In my mother’s time, women were less career-minded. Many were stay-at-home moms before going back to work when the kids were older. I find that the parents of our generation are not helped. To financially cop up, both parents have to work. We will never be able to talk about equality until we find a viable solution around child care and until there is parental leave to be divided between the father and the mother. We are in a transitional phase.

In my grandmother’s day, women had no choice. They were forced to stay at home and often in bad marriages. I am all the more in admiration of my grandmother who managed to emancipate herself from my grandfather by standing up to him to open a restaurant at the age of 40. She proved that she existed as an individual and not as the wife of.

What was your mother’s parenting style? Did you (or will you) replicate the same with your daughter? 

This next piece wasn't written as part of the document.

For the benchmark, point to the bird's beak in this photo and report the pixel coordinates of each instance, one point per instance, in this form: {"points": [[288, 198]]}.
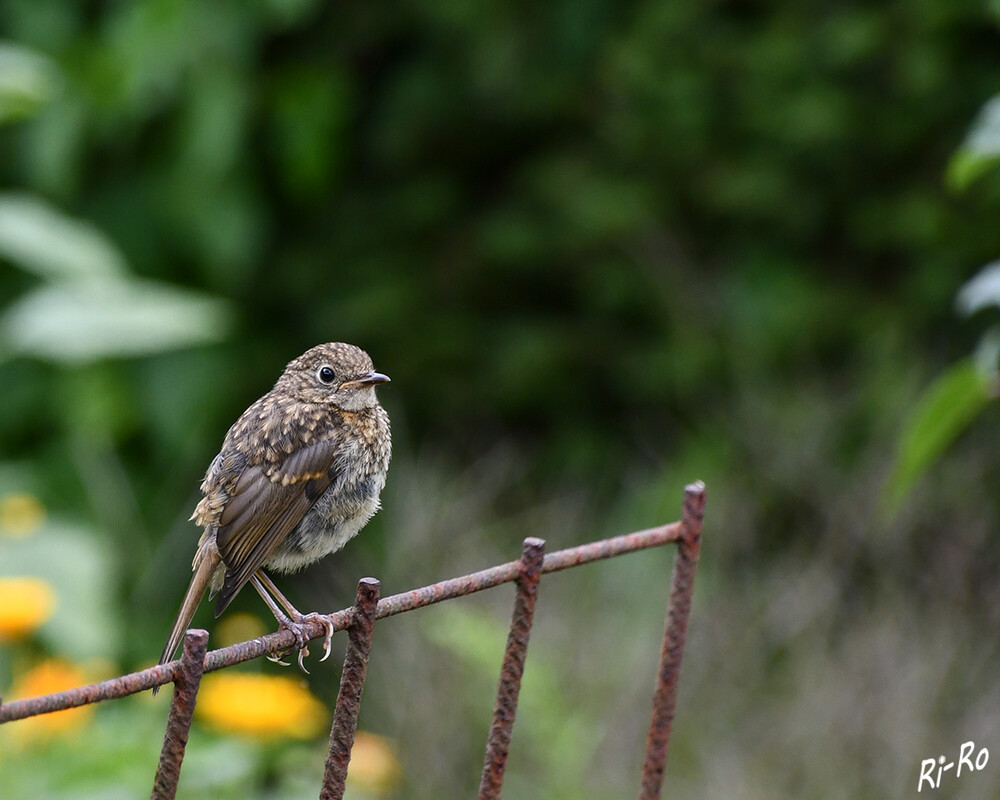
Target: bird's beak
{"points": [[371, 379]]}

Mother – Céline: My sister and I were brought up with tough parents (smile). My mom was bossy, strict but very loving. With Leslie’s father, we were always very relaxed/cool with our daughter. We explained everything to her. When we separated, Leslie was 13 years old. She was staying one week with her father and one week with me. I was cool but not as cool as him, so when Leslie came back home after a week, I would say to her, “At your dad’s house, you can do what you want, but here this is the way it is” (laughs)! Luckily, the divorce went well and we stayed on good terms.

Daughter – Leslie: I think I had a wonderful childhood and education. Despite different characters, my parents were on the same page. A caring education, without punishments or spankings. They took the time to explain things to me. A super positive upbringing that I’m trying to replicate with Rose. I talk to her a lot, encourage her and congratulate her. On the other hand, 0 tolerance for the rules of manners and politeness which are, in my opinion, essential. My husband’s parents were very strict and he suffered a lot as a result, he is delighted to do things differently with his daughter. Rose is a very sensitive little girl, very nice. The more you push and encourage her, the more she opens up. But I’m not sure when to be cool and when to be strict. Saying yes to everything clearly doesn’t do them any favors in the future. You have to try to find a middle ground.

Madeleine, with your daughters, what was your style of upbringing? What do you think of the education your daughter has given Leslie? 

Grandmother – Madeleine: Severe but fair. My husband and I tried never to contradict each other in front of them. If we did not agree, we would discuss it with each other first. We really tried to teach them the value of work. If they wanted something, they had to work for it. Besides, for the motorcycle they wanted so badly, they earned it by the sweat of their hands by spending hours working in the restaurant and babysitting (smile).

I have nothing to say about Leslie’s education. However, I regret my daughter’s divorce. Luckily, my daughter and her ex-husband get along well, but it’s something I can’t understand. In spite of everything, I supported my daughter.

What’s the best advice your mother ever gave you? 

Grandmother – Madeleine: Where there’s a will, there’s a way!

Mother – Céline: Stay independent no matter what !

Daughter – Leslie: There are no problems, only solutions ! 

What do you think about your mother today ?

Mother – Céline: She is a kind, tender, and loving mother. 4 generations of daughters, the circle is closed.

Daughter – Leslie: I look at her with lots and lots of love and gratitude. I am proud to be her daughter.

Madeleine, what would you like to say today to your daughter and granddaughter?

Grandmother – Madeleine: That I love them with all my heart. They are the most beautiful thing in my life. They must realize that I am not eternal. We have to see each other now to have memories tomorrow.